Peter Scully | 4th April 2019
University is at least as much about gaining life experience (including making new friends) as it is about earning a degree. That being, so many students choose to spend at least their first year in purpose-built student accommodation.
Some may then move on private residential lettings, while others may stay in their halls for the entire duration of their studies. The high demand for purpose-built student accommodation creates an exciting opportunity for property investors; however, investors should be aware that there are differences between investing in the PBSA market and investing in standard residential buy-to-let.
Possibly the single, biggest difference between investing in PBSA and investing in residential buy-to-let is that the former is regarded as commercial property and therefore operates to a rather different set of rules, for example, it is exempt from the infamous second-property surcharge.
Even though those who invest in residential buy-to-let will buy property with a certain demographic in mind (which could be anything from students to families), it is highly unlikely that they will be able to target their marketing with the same degree of precision as investors in PBSA (or, more accurately, the management company working on their behalf).
PBSA is almost invariable constructed in partnership with a specific university, which will have an excellent idea of how much accommodation is required and of what nature. The university will also be in a good position to offer guidance on the best locations for PBSA developments.
Admittedly, this is not unique to the PBSA niche; however, it is probably more common in it. While PBSA is, literally by definition, built with students in mind, it will not necessarily be let to students all year round.

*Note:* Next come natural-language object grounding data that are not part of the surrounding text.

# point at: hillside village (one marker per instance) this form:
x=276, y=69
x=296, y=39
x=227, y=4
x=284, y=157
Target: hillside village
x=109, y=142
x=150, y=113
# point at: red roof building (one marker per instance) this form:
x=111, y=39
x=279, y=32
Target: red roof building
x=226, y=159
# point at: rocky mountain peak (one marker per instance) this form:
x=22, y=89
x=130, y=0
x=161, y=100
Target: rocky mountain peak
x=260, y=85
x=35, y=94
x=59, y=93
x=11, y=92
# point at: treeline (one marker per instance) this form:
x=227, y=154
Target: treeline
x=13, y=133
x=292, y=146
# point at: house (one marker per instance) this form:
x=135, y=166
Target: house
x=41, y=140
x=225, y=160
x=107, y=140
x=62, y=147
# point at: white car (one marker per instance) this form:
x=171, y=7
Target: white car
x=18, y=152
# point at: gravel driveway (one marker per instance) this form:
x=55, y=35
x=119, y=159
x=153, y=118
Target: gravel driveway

It is far from unusual for PBSA developments to be let out to students during the academic year and then let out on a short-term basis during the summer holidays. Depending on the location, the PBSA may host tourists, business people/conferences or a combination of both.
While many residential buy-to-let properties are managed by lettings agents (especially in these days of right-to-rent), this is not mandatory and some landlords do manage their properties themselves, especially the more experienced.
PBSA however essentially has to be managed by a third-party company since investors will typically buy units within a building, the fabric and general facilities of which need to be maintained. Using a single management company is really the only practical way of achieving this.
Not only do investors buy a “unit” in a building rather than a whole building, but they often have the option to buy units which are smaller than anything you could reasonably expect to find on the standard residential property market. For example, even these days, PBSA may include units which are bedrooms rather than studios, although these days they are likely to be en-suite.